A namorada, conta o jovem, de nada sabia. Acreditava que
os pertences ostentados por ele eram fruto de labuta honesta. A
idéia, claro, estava equivocada, mas não era um devaneio absoluto,
pois o rapaz já tivera fontes estáveis de renda, sempre auxiliando
familiares. Com o tio, trabalhou de jardineiro; junto do padrasto,
fez as vezes de ajudante de construção. Nada muito duradouro.
A experiência mais significativa no mercado formal se passou
em uma fábrica de remédios situada no bairro Campo Comprido,
na região Oeste da capital. Durante alguns meses, o rapaz, então
com 15 anos, fez dali seu destino de todas as tardes. Certo dia,
entretanto, os serviços que prestava foram dispensados pelo patrão,
depois que este lhe fez algumas exigências, que, embora simples,
Arthur era incapaz de cumprir: “Saí porque eu não tinha
documento. Só tinha a identidade e a certidão de nascimento, mas
precisava de um CPF e de uma carteira de trabalho”, revela.

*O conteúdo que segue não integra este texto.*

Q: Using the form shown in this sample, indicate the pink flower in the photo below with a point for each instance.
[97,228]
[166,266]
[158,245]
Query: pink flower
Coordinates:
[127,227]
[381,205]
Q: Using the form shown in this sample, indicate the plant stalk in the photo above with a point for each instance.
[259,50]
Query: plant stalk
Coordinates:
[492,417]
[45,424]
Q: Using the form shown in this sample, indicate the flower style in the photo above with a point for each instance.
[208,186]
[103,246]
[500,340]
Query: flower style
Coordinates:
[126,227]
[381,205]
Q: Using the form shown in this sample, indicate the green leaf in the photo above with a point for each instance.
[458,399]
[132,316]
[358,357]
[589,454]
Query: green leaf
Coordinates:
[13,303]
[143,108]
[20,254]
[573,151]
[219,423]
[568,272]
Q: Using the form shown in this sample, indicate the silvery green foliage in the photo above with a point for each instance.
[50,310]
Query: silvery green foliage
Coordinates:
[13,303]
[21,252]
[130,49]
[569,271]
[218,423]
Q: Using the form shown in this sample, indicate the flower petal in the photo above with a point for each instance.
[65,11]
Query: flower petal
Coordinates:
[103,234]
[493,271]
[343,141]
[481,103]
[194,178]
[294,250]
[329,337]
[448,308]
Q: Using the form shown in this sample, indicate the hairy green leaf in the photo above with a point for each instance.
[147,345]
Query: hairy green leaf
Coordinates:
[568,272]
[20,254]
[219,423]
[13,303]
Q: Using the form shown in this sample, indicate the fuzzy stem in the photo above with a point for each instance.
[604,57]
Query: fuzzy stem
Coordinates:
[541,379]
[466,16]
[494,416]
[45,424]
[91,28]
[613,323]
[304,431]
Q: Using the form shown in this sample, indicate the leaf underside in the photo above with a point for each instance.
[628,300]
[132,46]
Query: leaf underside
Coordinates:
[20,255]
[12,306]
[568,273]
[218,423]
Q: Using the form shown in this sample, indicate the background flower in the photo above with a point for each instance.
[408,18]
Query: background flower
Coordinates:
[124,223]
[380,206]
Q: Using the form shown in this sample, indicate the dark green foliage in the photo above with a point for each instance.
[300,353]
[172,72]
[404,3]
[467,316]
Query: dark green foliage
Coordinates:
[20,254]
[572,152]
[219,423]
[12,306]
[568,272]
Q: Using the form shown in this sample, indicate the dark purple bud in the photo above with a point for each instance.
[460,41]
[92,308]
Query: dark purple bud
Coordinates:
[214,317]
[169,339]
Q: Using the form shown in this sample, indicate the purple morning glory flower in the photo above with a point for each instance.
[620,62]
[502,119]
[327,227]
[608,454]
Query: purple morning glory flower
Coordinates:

Beatriz estava a par dessa história, mas permaneceu no
escuro quanto ao ganha-pão do namorado por um bom tempo,
até que a verdade lhe bateu à porta. Literalmente, e trazida por
alguns amigos do namorado que, na companhia de outros jovens,
haviam assaltado um bordel. De passagem pelo litoral, Arthur não
participou da ação – pelo menos diretamente. Sua contribuição
para o delito se deu pelo empréstimo da arma utilizada, que fora
comprada nas cercanias de casa meses antes, por seiscentos reais.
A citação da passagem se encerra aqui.